The call comes from Tasmania. Detective Karl Jenkins has been working a series of disappearances in Hobart and has identified Luke Nathaniel Smith as his primary suspect, and Luke Nathaniel Smith has just been sighted at Adelaide Airport heading for his parents' house in Craigmore. Detective David Santos puts a four-officer team on the road within the hour. By the time they reach the property the house is quiet, the family is missing, and the front door is unlocked.
Inside, the house is wrong in a way the officers cannot quite name.
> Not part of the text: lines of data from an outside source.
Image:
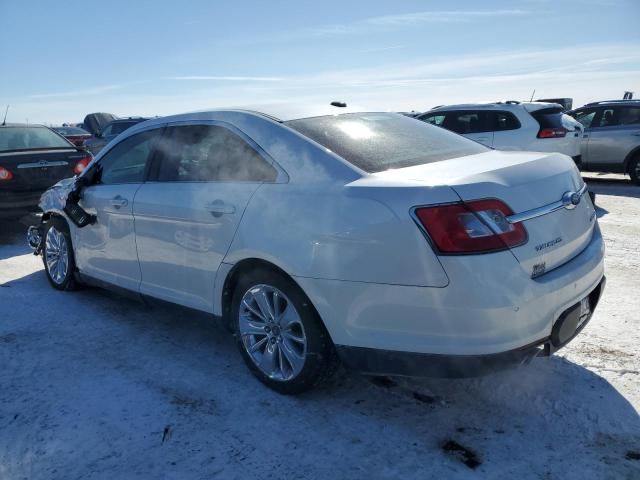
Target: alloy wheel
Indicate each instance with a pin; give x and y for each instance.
(56, 255)
(272, 332)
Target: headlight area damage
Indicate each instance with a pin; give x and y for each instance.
(61, 197)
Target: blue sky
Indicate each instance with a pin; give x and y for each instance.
(61, 60)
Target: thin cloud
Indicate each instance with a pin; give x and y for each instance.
(394, 22)
(227, 78)
(78, 93)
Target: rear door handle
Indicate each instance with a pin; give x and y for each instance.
(118, 202)
(217, 208)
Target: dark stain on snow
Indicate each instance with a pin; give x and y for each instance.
(461, 453)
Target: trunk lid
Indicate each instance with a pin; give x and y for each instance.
(524, 181)
(38, 169)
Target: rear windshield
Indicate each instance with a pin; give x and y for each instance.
(119, 127)
(22, 138)
(375, 142)
(71, 131)
(550, 117)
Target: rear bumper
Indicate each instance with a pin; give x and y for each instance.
(388, 362)
(13, 204)
(491, 305)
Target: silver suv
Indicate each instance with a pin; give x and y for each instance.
(611, 141)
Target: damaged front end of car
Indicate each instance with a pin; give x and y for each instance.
(60, 199)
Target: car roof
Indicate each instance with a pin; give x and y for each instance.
(34, 125)
(630, 102)
(509, 104)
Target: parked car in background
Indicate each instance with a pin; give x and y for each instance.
(95, 122)
(511, 125)
(397, 246)
(75, 135)
(611, 141)
(32, 158)
(110, 131)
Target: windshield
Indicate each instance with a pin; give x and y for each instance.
(23, 138)
(375, 142)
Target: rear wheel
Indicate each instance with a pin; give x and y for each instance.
(280, 336)
(634, 169)
(57, 255)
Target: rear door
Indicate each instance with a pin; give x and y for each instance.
(473, 124)
(204, 177)
(106, 249)
(614, 133)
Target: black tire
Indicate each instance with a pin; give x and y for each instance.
(634, 169)
(320, 360)
(67, 281)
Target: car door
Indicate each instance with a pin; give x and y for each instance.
(106, 249)
(473, 124)
(203, 178)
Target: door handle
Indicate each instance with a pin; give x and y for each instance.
(118, 202)
(217, 208)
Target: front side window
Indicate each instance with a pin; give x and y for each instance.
(375, 142)
(465, 122)
(209, 153)
(24, 138)
(630, 116)
(126, 162)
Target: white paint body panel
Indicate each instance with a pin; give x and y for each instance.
(348, 239)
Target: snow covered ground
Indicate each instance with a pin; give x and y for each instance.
(93, 385)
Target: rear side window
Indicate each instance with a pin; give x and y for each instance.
(375, 142)
(126, 162)
(209, 153)
(549, 117)
(468, 121)
(501, 121)
(585, 117)
(619, 116)
(23, 138)
(434, 119)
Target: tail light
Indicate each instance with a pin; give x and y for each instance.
(472, 227)
(5, 175)
(552, 132)
(82, 164)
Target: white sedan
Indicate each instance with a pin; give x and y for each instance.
(392, 245)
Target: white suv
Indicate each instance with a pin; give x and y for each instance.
(532, 126)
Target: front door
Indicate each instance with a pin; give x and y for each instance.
(106, 249)
(202, 179)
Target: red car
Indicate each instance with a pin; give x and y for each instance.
(75, 135)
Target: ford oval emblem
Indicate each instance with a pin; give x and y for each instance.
(570, 200)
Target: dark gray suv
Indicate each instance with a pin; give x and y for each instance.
(110, 131)
(611, 141)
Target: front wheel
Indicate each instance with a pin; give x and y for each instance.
(57, 255)
(634, 169)
(280, 336)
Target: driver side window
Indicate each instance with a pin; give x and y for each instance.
(127, 161)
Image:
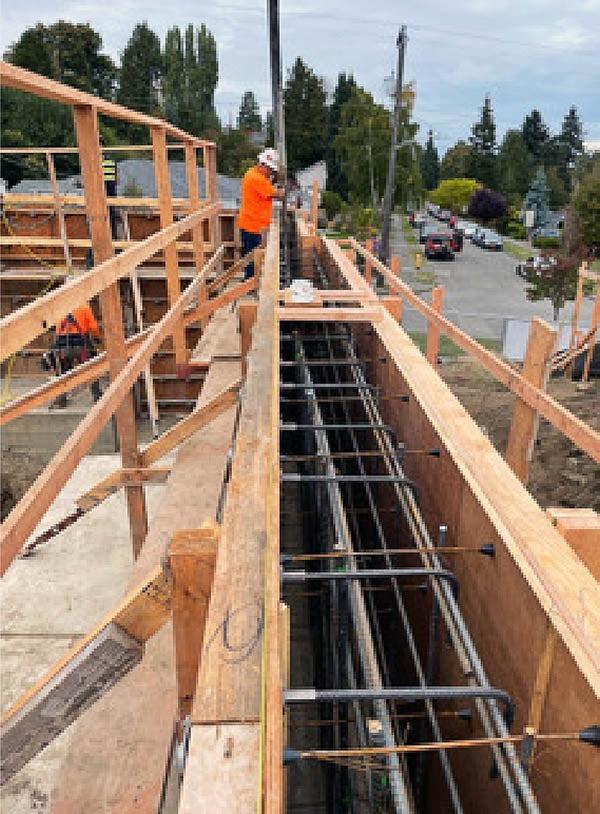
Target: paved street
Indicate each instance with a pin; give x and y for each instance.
(481, 290)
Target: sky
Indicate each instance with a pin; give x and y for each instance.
(530, 54)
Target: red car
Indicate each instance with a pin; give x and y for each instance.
(439, 245)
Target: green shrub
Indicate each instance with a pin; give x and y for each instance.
(546, 242)
(331, 202)
(516, 229)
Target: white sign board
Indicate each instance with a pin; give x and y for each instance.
(515, 333)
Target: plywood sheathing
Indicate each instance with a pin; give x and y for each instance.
(119, 753)
(505, 601)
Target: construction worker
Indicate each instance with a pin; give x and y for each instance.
(109, 174)
(258, 192)
(74, 344)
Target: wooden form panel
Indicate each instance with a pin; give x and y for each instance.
(505, 601)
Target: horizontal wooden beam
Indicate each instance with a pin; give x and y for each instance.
(85, 673)
(20, 327)
(208, 307)
(82, 374)
(576, 430)
(190, 424)
(319, 314)
(16, 199)
(13, 77)
(121, 477)
(31, 508)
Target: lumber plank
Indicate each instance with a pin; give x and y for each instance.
(82, 374)
(192, 555)
(320, 314)
(190, 424)
(13, 77)
(90, 159)
(84, 674)
(205, 309)
(576, 430)
(227, 754)
(22, 326)
(581, 529)
(163, 186)
(31, 508)
(118, 752)
(525, 420)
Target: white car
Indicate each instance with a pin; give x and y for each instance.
(467, 228)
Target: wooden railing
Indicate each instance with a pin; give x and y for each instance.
(124, 359)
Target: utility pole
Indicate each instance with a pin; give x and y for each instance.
(390, 186)
(276, 83)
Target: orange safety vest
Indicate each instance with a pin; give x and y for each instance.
(257, 202)
(80, 321)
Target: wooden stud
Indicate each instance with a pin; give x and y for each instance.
(368, 264)
(395, 269)
(525, 420)
(32, 506)
(247, 317)
(85, 673)
(314, 211)
(90, 157)
(191, 168)
(433, 331)
(592, 340)
(163, 187)
(192, 557)
(59, 210)
(192, 423)
(581, 529)
(580, 433)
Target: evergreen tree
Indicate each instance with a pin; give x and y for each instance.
(141, 70)
(535, 135)
(430, 164)
(190, 78)
(70, 54)
(337, 179)
(249, 114)
(362, 145)
(305, 116)
(514, 163)
(456, 161)
(483, 160)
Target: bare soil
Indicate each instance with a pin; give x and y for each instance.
(560, 473)
(18, 470)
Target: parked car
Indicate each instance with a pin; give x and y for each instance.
(491, 240)
(439, 245)
(467, 228)
(427, 229)
(477, 234)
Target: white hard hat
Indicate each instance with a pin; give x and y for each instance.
(270, 158)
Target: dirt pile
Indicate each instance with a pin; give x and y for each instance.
(560, 474)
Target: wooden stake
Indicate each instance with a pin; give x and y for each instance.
(247, 315)
(524, 423)
(192, 557)
(433, 330)
(163, 187)
(86, 127)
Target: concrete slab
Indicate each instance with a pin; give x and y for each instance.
(50, 600)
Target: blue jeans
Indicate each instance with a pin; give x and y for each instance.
(250, 241)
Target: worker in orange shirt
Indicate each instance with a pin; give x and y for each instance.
(74, 344)
(258, 192)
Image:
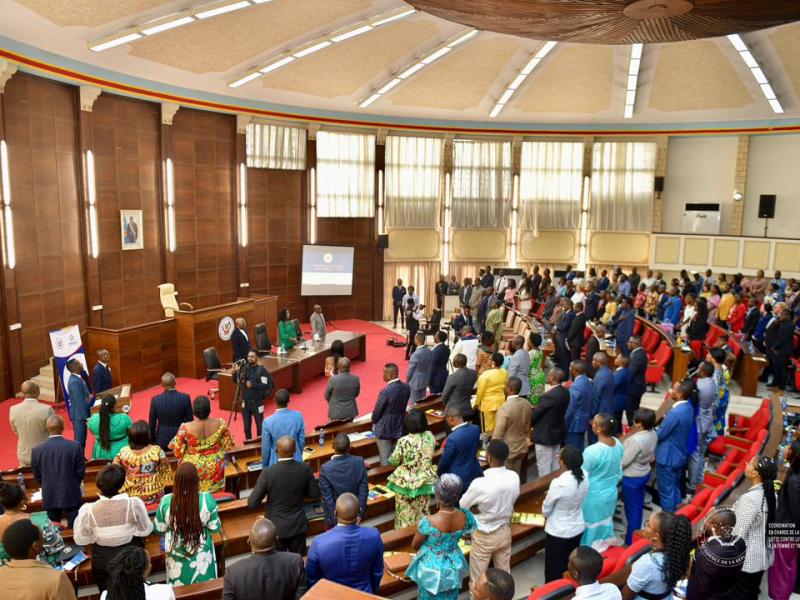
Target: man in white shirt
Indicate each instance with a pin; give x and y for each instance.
(585, 565)
(468, 346)
(494, 495)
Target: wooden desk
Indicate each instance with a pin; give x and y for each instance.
(123, 394)
(298, 365)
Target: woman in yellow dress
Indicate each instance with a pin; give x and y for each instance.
(491, 392)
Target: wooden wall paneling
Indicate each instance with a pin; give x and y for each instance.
(125, 135)
(205, 257)
(10, 346)
(41, 128)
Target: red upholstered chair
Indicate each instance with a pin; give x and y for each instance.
(657, 366)
(560, 588)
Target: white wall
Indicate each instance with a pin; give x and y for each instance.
(699, 169)
(773, 168)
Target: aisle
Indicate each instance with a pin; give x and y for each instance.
(311, 402)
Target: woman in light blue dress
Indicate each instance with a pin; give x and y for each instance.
(439, 566)
(603, 462)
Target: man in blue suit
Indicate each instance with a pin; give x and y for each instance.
(342, 474)
(581, 397)
(283, 422)
(59, 465)
(672, 447)
(80, 401)
(419, 369)
(623, 325)
(460, 454)
(603, 384)
(168, 411)
(389, 412)
(101, 376)
(348, 554)
(440, 355)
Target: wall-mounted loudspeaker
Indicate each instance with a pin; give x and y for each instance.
(766, 206)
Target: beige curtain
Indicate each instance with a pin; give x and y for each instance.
(422, 275)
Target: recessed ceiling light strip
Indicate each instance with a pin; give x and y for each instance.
(188, 15)
(520, 78)
(633, 79)
(417, 65)
(335, 37)
(758, 73)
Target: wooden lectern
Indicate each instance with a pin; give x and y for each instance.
(123, 394)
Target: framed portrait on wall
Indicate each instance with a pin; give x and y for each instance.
(132, 227)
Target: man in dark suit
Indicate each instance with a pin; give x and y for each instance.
(101, 376)
(240, 340)
(440, 356)
(419, 369)
(343, 473)
(638, 369)
(286, 485)
(256, 385)
(266, 573)
(459, 387)
(593, 347)
(168, 411)
(398, 292)
(461, 448)
(58, 465)
(752, 318)
(581, 396)
(548, 423)
(389, 412)
(348, 554)
(576, 335)
(341, 393)
(80, 401)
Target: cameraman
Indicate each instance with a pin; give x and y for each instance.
(255, 384)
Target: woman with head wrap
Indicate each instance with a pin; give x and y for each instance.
(439, 566)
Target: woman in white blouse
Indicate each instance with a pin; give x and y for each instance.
(563, 509)
(755, 510)
(116, 521)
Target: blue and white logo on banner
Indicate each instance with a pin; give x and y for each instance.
(67, 345)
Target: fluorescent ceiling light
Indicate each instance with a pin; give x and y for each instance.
(312, 49)
(245, 79)
(168, 25)
(411, 70)
(401, 15)
(221, 10)
(277, 64)
(436, 55)
(116, 42)
(369, 100)
(352, 33)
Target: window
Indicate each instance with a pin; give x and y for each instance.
(345, 174)
(550, 185)
(413, 181)
(623, 176)
(276, 147)
(481, 184)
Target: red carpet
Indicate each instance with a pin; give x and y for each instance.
(311, 402)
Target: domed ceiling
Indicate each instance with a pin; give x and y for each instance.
(496, 61)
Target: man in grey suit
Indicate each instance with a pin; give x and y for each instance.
(459, 386)
(341, 393)
(520, 365)
(419, 369)
(317, 324)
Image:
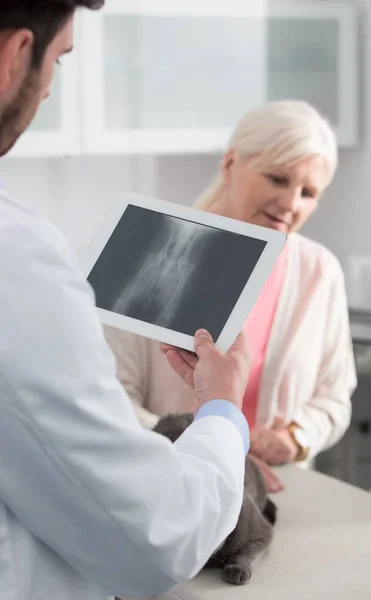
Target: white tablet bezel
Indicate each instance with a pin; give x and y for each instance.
(234, 325)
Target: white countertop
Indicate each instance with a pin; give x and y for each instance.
(321, 549)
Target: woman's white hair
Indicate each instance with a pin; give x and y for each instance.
(279, 134)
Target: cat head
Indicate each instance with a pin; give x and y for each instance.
(173, 425)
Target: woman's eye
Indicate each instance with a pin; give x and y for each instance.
(307, 194)
(277, 180)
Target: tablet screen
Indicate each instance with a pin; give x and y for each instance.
(173, 273)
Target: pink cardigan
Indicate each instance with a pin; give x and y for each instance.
(258, 327)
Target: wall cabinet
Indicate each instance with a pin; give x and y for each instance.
(173, 77)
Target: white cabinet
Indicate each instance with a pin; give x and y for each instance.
(171, 76)
(56, 129)
(313, 56)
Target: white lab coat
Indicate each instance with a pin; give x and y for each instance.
(91, 504)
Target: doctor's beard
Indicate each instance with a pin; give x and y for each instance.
(20, 111)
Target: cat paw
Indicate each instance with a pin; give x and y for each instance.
(236, 575)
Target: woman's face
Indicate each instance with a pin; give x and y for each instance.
(281, 198)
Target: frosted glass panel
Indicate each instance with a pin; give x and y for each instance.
(49, 117)
(170, 71)
(303, 62)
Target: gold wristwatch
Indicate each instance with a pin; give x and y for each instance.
(301, 440)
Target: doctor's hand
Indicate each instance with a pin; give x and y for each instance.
(212, 374)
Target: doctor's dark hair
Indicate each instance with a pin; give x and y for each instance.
(45, 18)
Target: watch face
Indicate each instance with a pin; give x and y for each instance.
(301, 438)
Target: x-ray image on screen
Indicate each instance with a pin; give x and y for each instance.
(173, 273)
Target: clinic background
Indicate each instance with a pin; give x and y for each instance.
(75, 161)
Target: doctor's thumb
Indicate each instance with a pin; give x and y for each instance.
(204, 343)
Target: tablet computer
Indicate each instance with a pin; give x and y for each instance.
(164, 271)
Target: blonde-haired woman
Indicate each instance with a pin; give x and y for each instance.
(281, 158)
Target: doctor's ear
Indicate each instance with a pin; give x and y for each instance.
(15, 55)
(228, 162)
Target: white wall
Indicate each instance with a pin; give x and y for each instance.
(77, 192)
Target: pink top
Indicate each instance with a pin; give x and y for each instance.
(258, 327)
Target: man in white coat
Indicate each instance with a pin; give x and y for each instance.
(92, 505)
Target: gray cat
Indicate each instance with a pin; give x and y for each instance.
(254, 530)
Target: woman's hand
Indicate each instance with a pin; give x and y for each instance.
(273, 483)
(273, 445)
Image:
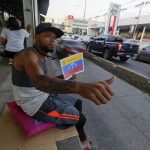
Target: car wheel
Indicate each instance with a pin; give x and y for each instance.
(123, 59)
(106, 54)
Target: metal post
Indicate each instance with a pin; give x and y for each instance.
(142, 34)
(138, 18)
(84, 16)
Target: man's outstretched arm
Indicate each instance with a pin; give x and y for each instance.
(99, 92)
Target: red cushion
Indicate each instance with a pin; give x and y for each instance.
(30, 125)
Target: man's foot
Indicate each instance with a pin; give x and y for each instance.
(86, 145)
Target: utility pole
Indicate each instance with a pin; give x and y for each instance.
(138, 18)
(84, 16)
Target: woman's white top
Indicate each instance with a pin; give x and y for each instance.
(15, 39)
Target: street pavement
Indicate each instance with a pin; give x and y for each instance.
(122, 124)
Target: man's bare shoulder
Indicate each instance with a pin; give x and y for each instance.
(24, 57)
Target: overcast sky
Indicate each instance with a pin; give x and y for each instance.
(59, 9)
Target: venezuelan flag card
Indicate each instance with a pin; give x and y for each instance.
(71, 65)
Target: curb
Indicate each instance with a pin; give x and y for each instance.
(137, 80)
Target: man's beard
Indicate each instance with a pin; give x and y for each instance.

Family photographs on the walls. Beds made. Dishes in the kitchen. A converted bedroom stacked floor to ceiling with bulk food storage shelving that has been mostly emptied. A trolley of toilet paper sitting in the hallway like an exhibit. A single barrel of rice on the patio with no one beside it. One officer says the word preppers. Detective Kelly Muscat does not disagree. The assessment is close enough to true that it would have held.
Behind the garden shed, Luke and Charles Smith are pressed flat against the timber, watching the search through the gaps in the fence palings. Charles is photographing every officer with his phone and sending the images to a girl in Smithfield who has been waiting all morning for exactly this. Luke is bleeding from a small cut near his left elbow, and he does not know it yet, but Senior Constable Mia Chen is about to find that blood, and the assessment that would have held is about to become the assessment that did not.